The prompt request took her by surprise a bit. Still, since the Glick family had just moved here, their situation was different from that of her other scholars, most of whom she’d known since birth, seeing them at work frolics and worship services, watching them grow.
Daniel, being a widower, had to be both mother and father to his children, so she was glad to see that he was interested in his young ones’ education.
“Ser gut,” she said. “I’ll see you at three, then.”
He gave a short nod to her, another to her mamm, and walked off toward the table where the children were having their lunch.
She watched him go, wondering a little. Still, there’d be plenty of time later to think about what changes the addition of the Glick family might make to her familiar classroom.
She turned to her mother, and her heart clenched with a familiar worry. “Mamm, why don’t you let the others take care of the cleaning up and go along home after you eat? You look a little tired.”
Her mother always insisted that she was well now, completely recovered from the cancer surgery that had worried them all so much a year ago, but even so, anything out of the ordinary seemed to exhaust her, though she hated to admit it.
“I’m not tired,” her mother said predictably. “Well, what do you think of Daniel Glick? A strong-looking man, wouldn’t you say? And the three children so bright and happy. They’re a fine addition to our community.
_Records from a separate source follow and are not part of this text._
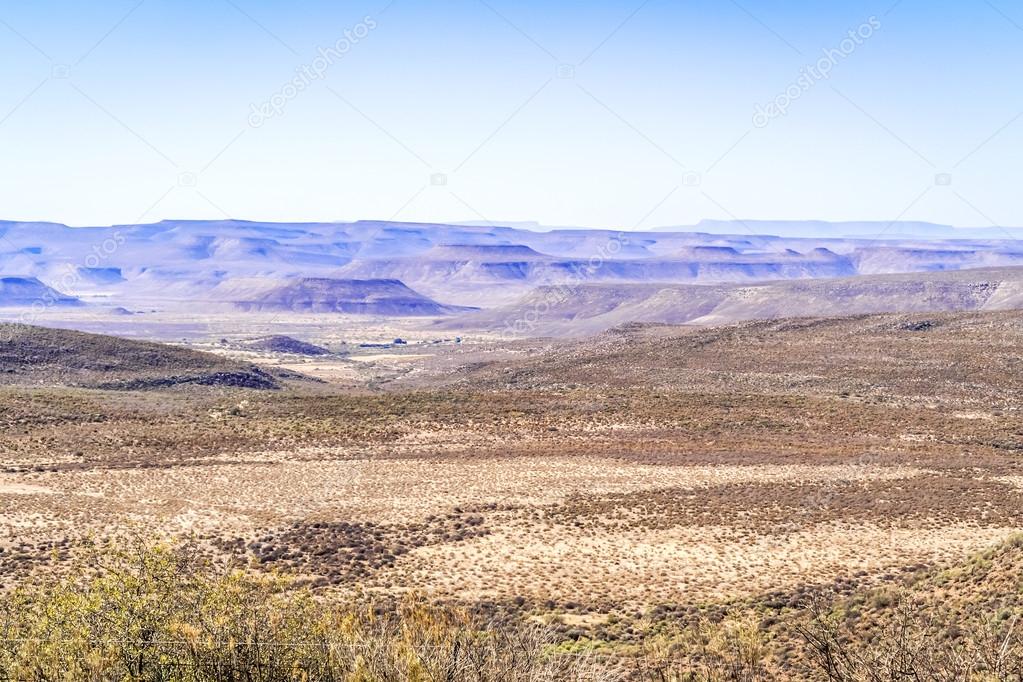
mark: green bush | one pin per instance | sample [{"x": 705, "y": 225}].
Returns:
[{"x": 154, "y": 615}]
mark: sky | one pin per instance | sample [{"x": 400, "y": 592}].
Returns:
[{"x": 621, "y": 115}]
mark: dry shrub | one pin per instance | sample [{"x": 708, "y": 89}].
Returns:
[
  {"x": 914, "y": 644},
  {"x": 734, "y": 650},
  {"x": 158, "y": 615}
]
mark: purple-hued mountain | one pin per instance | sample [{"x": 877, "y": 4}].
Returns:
[{"x": 442, "y": 269}]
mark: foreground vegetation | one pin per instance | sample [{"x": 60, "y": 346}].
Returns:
[{"x": 159, "y": 614}]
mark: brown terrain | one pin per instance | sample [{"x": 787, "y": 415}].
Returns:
[{"x": 612, "y": 486}]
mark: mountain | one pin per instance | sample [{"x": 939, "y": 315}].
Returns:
[
  {"x": 29, "y": 291},
  {"x": 593, "y": 308},
  {"x": 353, "y": 297},
  {"x": 58, "y": 357},
  {"x": 172, "y": 265}
]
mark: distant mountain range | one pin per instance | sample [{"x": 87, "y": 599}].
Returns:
[{"x": 410, "y": 269}]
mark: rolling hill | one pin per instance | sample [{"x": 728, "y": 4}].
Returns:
[
  {"x": 592, "y": 308},
  {"x": 39, "y": 356}
]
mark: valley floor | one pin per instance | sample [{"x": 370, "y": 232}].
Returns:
[{"x": 622, "y": 479}]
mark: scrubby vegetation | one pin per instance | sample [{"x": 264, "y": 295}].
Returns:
[{"x": 156, "y": 614}]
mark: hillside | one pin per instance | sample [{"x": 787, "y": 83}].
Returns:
[
  {"x": 354, "y": 297},
  {"x": 28, "y": 291},
  {"x": 172, "y": 264},
  {"x": 590, "y": 309},
  {"x": 965, "y": 358},
  {"x": 41, "y": 356}
]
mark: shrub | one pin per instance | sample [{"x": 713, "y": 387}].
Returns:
[{"x": 154, "y": 614}]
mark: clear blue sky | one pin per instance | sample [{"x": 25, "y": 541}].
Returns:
[{"x": 581, "y": 112}]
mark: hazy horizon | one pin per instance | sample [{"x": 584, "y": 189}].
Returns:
[{"x": 607, "y": 116}]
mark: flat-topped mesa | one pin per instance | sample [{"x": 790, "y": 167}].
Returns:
[{"x": 352, "y": 297}]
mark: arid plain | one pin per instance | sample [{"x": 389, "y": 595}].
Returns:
[{"x": 580, "y": 481}]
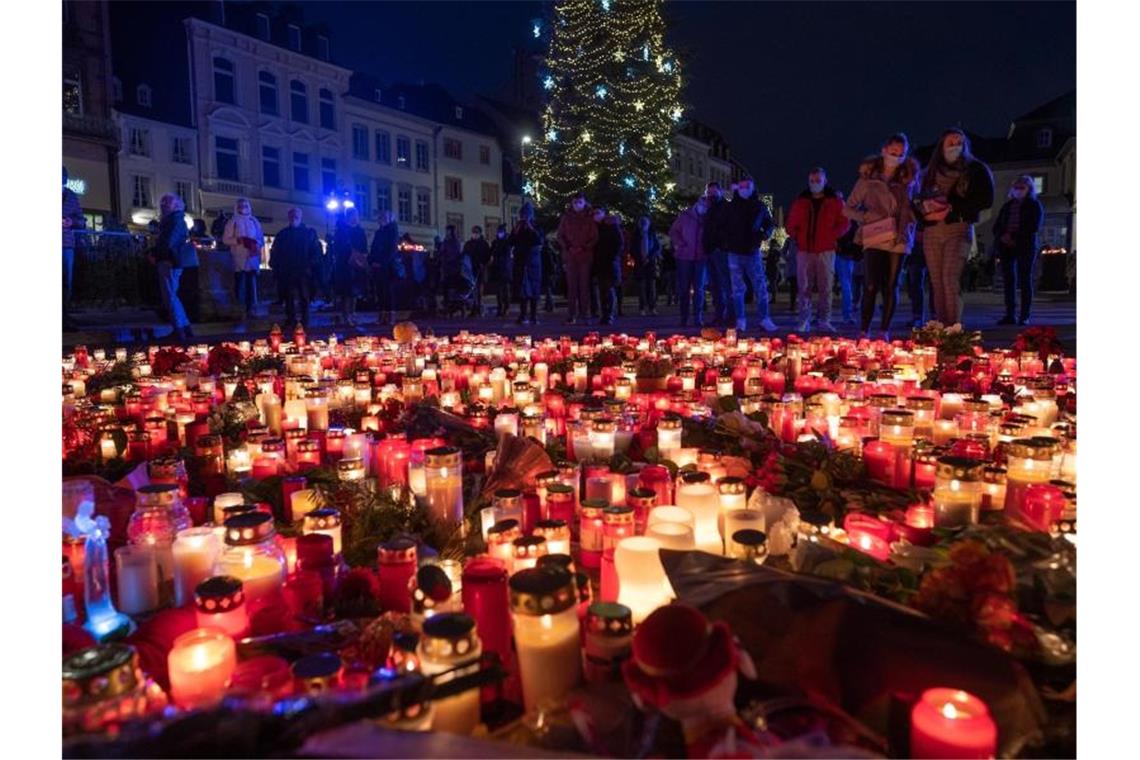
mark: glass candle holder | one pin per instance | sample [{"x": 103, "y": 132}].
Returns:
[
  {"x": 449, "y": 648},
  {"x": 546, "y": 632}
]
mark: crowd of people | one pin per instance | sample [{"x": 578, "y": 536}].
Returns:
[{"x": 901, "y": 223}]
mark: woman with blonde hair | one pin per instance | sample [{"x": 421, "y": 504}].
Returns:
[{"x": 244, "y": 237}]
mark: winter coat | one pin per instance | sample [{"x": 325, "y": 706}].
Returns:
[
  {"x": 577, "y": 233},
  {"x": 478, "y": 253},
  {"x": 610, "y": 247},
  {"x": 646, "y": 264},
  {"x": 294, "y": 251},
  {"x": 1025, "y": 238},
  {"x": 74, "y": 212},
  {"x": 526, "y": 243},
  {"x": 874, "y": 197},
  {"x": 385, "y": 251},
  {"x": 971, "y": 194},
  {"x": 687, "y": 235},
  {"x": 817, "y": 227},
  {"x": 743, "y": 225},
  {"x": 244, "y": 227},
  {"x": 498, "y": 268}
]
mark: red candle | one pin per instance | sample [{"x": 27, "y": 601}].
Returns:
[{"x": 949, "y": 722}]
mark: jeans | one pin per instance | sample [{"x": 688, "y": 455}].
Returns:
[
  {"x": 750, "y": 266},
  {"x": 1017, "y": 271},
  {"x": 721, "y": 282},
  {"x": 815, "y": 270},
  {"x": 691, "y": 275},
  {"x": 845, "y": 268},
  {"x": 882, "y": 271},
  {"x": 168, "y": 291}
]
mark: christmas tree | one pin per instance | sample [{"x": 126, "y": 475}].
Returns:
[{"x": 613, "y": 101}]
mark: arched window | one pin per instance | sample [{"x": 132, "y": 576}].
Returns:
[{"x": 299, "y": 101}]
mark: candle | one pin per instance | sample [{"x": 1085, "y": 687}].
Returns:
[
  {"x": 952, "y": 724},
  {"x": 201, "y": 664},
  {"x": 546, "y": 631},
  {"x": 195, "y": 552}
]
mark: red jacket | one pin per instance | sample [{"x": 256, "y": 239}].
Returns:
[{"x": 816, "y": 233}]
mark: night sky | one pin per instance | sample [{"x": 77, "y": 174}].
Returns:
[{"x": 789, "y": 84}]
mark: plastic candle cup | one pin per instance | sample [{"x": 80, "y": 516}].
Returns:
[
  {"x": 201, "y": 664},
  {"x": 949, "y": 722},
  {"x": 546, "y": 631}
]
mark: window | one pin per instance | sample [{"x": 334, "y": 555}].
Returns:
[
  {"x": 180, "y": 149},
  {"x": 224, "y": 81},
  {"x": 328, "y": 176},
  {"x": 402, "y": 152},
  {"x": 327, "y": 109},
  {"x": 360, "y": 141},
  {"x": 383, "y": 147},
  {"x": 226, "y": 157},
  {"x": 270, "y": 166},
  {"x": 453, "y": 188},
  {"x": 267, "y": 92},
  {"x": 73, "y": 94},
  {"x": 404, "y": 204},
  {"x": 140, "y": 198},
  {"x": 490, "y": 194},
  {"x": 423, "y": 206},
  {"x": 301, "y": 171},
  {"x": 185, "y": 190},
  {"x": 299, "y": 101},
  {"x": 139, "y": 141},
  {"x": 383, "y": 196}
]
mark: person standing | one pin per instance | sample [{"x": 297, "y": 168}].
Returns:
[
  {"x": 608, "y": 255},
  {"x": 816, "y": 221},
  {"x": 687, "y": 239},
  {"x": 244, "y": 237},
  {"x": 478, "y": 252},
  {"x": 646, "y": 251},
  {"x": 385, "y": 264},
  {"x": 498, "y": 271},
  {"x": 744, "y": 225},
  {"x": 350, "y": 259},
  {"x": 72, "y": 222},
  {"x": 717, "y": 256},
  {"x": 171, "y": 251},
  {"x": 292, "y": 255},
  {"x": 577, "y": 237},
  {"x": 955, "y": 189},
  {"x": 526, "y": 243},
  {"x": 1016, "y": 245},
  {"x": 881, "y": 203}
]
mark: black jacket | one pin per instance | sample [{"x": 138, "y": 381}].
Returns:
[
  {"x": 744, "y": 223},
  {"x": 1025, "y": 239},
  {"x": 294, "y": 251}
]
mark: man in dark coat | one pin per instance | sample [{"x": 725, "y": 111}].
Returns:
[{"x": 292, "y": 258}]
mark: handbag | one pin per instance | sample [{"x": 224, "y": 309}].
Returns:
[{"x": 879, "y": 234}]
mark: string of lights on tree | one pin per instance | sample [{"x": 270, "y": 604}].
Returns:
[{"x": 613, "y": 103}]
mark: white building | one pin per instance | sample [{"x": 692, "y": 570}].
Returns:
[{"x": 269, "y": 123}]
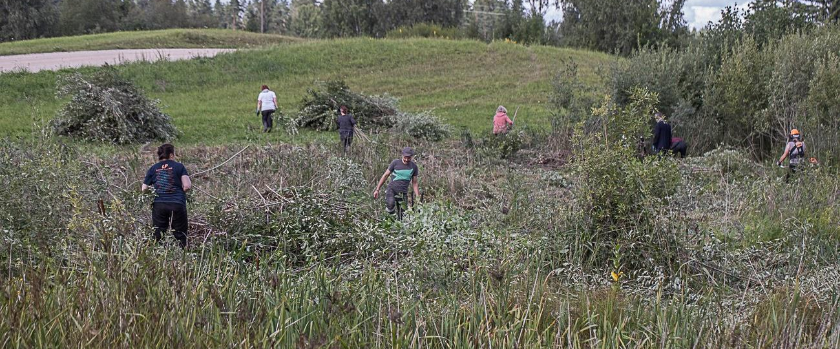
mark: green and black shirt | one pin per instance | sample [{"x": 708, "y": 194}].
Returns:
[{"x": 402, "y": 174}]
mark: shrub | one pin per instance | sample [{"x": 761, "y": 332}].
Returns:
[
  {"x": 107, "y": 108},
  {"x": 320, "y": 108},
  {"x": 424, "y": 125},
  {"x": 618, "y": 196},
  {"x": 570, "y": 99},
  {"x": 504, "y": 146},
  {"x": 425, "y": 30}
]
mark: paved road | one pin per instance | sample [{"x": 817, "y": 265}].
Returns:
[{"x": 58, "y": 60}]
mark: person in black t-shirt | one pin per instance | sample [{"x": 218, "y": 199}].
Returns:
[
  {"x": 346, "y": 123},
  {"x": 170, "y": 182},
  {"x": 403, "y": 173},
  {"x": 661, "y": 134}
]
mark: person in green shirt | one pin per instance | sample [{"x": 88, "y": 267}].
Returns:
[{"x": 403, "y": 172}]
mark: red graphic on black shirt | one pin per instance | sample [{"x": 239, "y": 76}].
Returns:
[{"x": 165, "y": 182}]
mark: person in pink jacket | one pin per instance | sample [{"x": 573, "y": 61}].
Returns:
[{"x": 501, "y": 121}]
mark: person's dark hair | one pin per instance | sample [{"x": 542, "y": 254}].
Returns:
[{"x": 165, "y": 151}]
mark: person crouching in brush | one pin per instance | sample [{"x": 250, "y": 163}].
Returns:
[
  {"x": 266, "y": 106},
  {"x": 403, "y": 172},
  {"x": 170, "y": 181},
  {"x": 346, "y": 124}
]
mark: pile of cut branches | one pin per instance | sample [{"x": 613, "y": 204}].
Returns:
[
  {"x": 319, "y": 108},
  {"x": 108, "y": 108}
]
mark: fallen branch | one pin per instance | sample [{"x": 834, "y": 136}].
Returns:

Aren’t they?”
Her heart sank at the indication that her mother was, as Rachel had said, embarking on matchmaking. It was hardly surprising, since Mamm had tried her best to pair her eldest daughter up with every eligible man in their central Pennsylvania Amish community.
She had even suggested a visit to distant relatives back in Lancaster County a time or two, in hopes of finding a husband for her stubborn child.
It had taken all Leah’s determination to hold out against her mother’s loving wishes for her. Mamm thought Leah should forget her disappointment in Johnny and love again. But Mamm didn’t know the whole story.
“They seem very nice,” she said. Daniel Glick was an unknown quantity. All she could say now was that he appeared interested in his children’s education. As for the children--
She had to banish a frown before Mamm saw it. Happy and healthy, Mamm had said. Certainly the children looked sturdy enough, but she was not so sure about the happy part, at least as far as the older two went. Both Matthew and Elizabeth had seemed withdrawn, resisting her efforts to get to know them this morning.
They might just be struggling to get comfortable in a new place. So why did she have this niggling little feeling that something was wrong?
Jacob Esch, the eighth-grader she’d appointed to watch the clock, began to ring the bell that signaled it was time for play. She’d found that without a reminder, some of the scholars would skimp on their eating to be first on the swings.
Children ran toward the swings and seesaw, the little girls with their braids and bonnet strings flying in the wind, the boys racing one another as they always did. Some of the older ones grabbed bats and balls.
The Glick children seemed to hesitate. Then Matthew walked toward the ball field, while Elizabeth took her little brother’s hand and led him to the swings.
Leah glanced toward Daniel Glick. He stood near the picnic table, arms crossed over his chest in a way that seemed to close him off from the rest of them. And the steady gaze he directed toward his children was so intent it startled her.